For starters, I have to work for a living (those iPad 2s don’t pay for themselves, no matter what the more conspiracy minded commenters on the PC & Tech Authority website may think). Even if you could find a tablet keyboard that didn’t want to make you chew your eyebrows off in despair, you’d have to be insane to want to work full-time on a device with no file system (at least in the case of iOS), no access to company servers, and where “multitasking” means working in one app at a time. It’s only when you’re forced away from Microsoft Word and Outlook that you realise how irreplaceable they are: try to search for the email with the Excel spreadsheet your boss sent you last month using the iPad mail client. Go on, I dare you.

Then we come to all the other things we do with our PCs, such as digital photography and video. Yes, there are some superb photo-editing apps on tablets, some of which – such as Snapseed on iOS – can even handle the RAW files DSLR owners shoot. But there’s nothing to match the fine level of editing control offered by Photoshop Elements, let alone Lightroom or full-blown Photoshop.
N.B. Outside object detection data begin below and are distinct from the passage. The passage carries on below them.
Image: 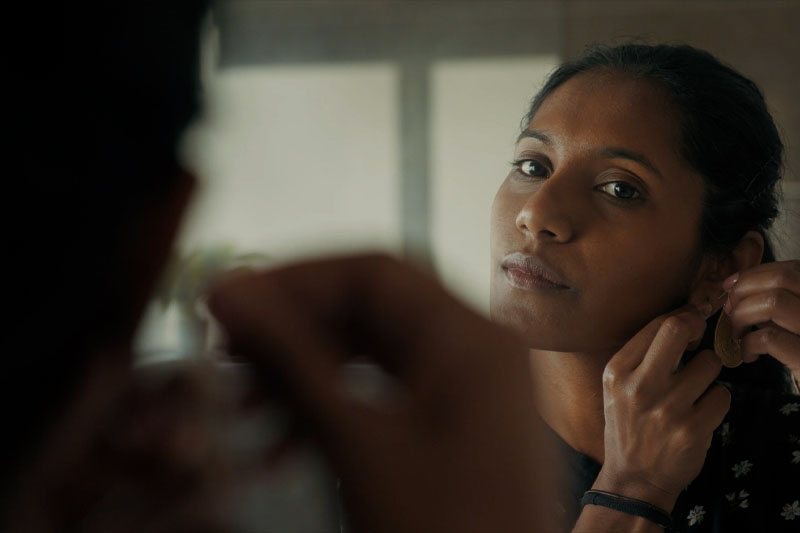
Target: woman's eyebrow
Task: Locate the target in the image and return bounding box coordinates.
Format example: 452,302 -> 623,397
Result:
517,130 -> 553,146
600,146 -> 664,179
You won’t find a tablet with sufficient processing grunt and storage to edit HD video, let alone the software to do so.

Data warehouse

 

And what are we supposed to do with the hundreds of gigabytes, if not terabytes, of photos, videos and documents stored on our hard disks? Where are we going to keep it all? “Turns out that the cloud, in the shape of internet-hosted and provisioned services, is just fine at taking on that role for you,” argues Jon Honeyball. It’s rare that I disagree with Jon, but on this occasion he’s talking out of his Thunderbolt ports. Spotify is a wonderful service (if you live in a country where it works), but it’s only a substitute for your music collection if you don’t like The Beatles, Oasis or the gazillions of other artists not affiliated with the company. And you’d have to live somewhere with ubiquitous broadband/3G, which pretty much rules out Australia.
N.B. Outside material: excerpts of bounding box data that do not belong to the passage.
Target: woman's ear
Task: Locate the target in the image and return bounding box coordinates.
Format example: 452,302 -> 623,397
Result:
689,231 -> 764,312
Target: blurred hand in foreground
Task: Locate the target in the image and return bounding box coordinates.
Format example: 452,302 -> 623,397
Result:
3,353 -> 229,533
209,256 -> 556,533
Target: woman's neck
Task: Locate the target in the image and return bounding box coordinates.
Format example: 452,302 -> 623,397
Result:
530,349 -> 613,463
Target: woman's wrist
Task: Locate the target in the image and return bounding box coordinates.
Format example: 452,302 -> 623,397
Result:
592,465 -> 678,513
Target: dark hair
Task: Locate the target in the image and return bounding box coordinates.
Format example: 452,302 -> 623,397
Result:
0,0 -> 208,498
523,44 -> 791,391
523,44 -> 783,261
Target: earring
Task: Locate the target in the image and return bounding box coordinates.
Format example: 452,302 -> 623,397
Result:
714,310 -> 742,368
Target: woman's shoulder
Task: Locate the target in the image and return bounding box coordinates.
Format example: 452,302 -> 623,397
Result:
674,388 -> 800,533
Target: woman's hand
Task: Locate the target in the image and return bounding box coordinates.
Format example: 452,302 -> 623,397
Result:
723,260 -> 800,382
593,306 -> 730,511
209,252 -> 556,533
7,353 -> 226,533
Neither will the typical broadband connection cope with full-scale migration of data to the cloud. I have 212GB of photos, music and other files I’d like to keep stored on my PC, all backed up to hard disk. If I were to follow Jon’s suggestion and shove this all into the cloud, at my maximum ADSL upload speed of 0.6Mbits/sec (I can’t get cable), it would take more than a month of solid uploading. In which time I’d have burst my ISP’s datacap four times over, and had to pay a company such as SugarSync $25 (or $250 for the year) to look after all my data. And as I established last month, trusting a single cloud company is folly, so you’ll want that data duplicated at twice the cost. $600 a year to replace a $100 hard disk? No thanks.

The PC isn’t dead to me, nor to the tens of thousands of programmers, enthusiasts and tinkerers who read this magazine. It isn’t even dead to my dad. It might not be flavour of the month, but force me to choose between my PC and my iPad, and I know which I’d keep.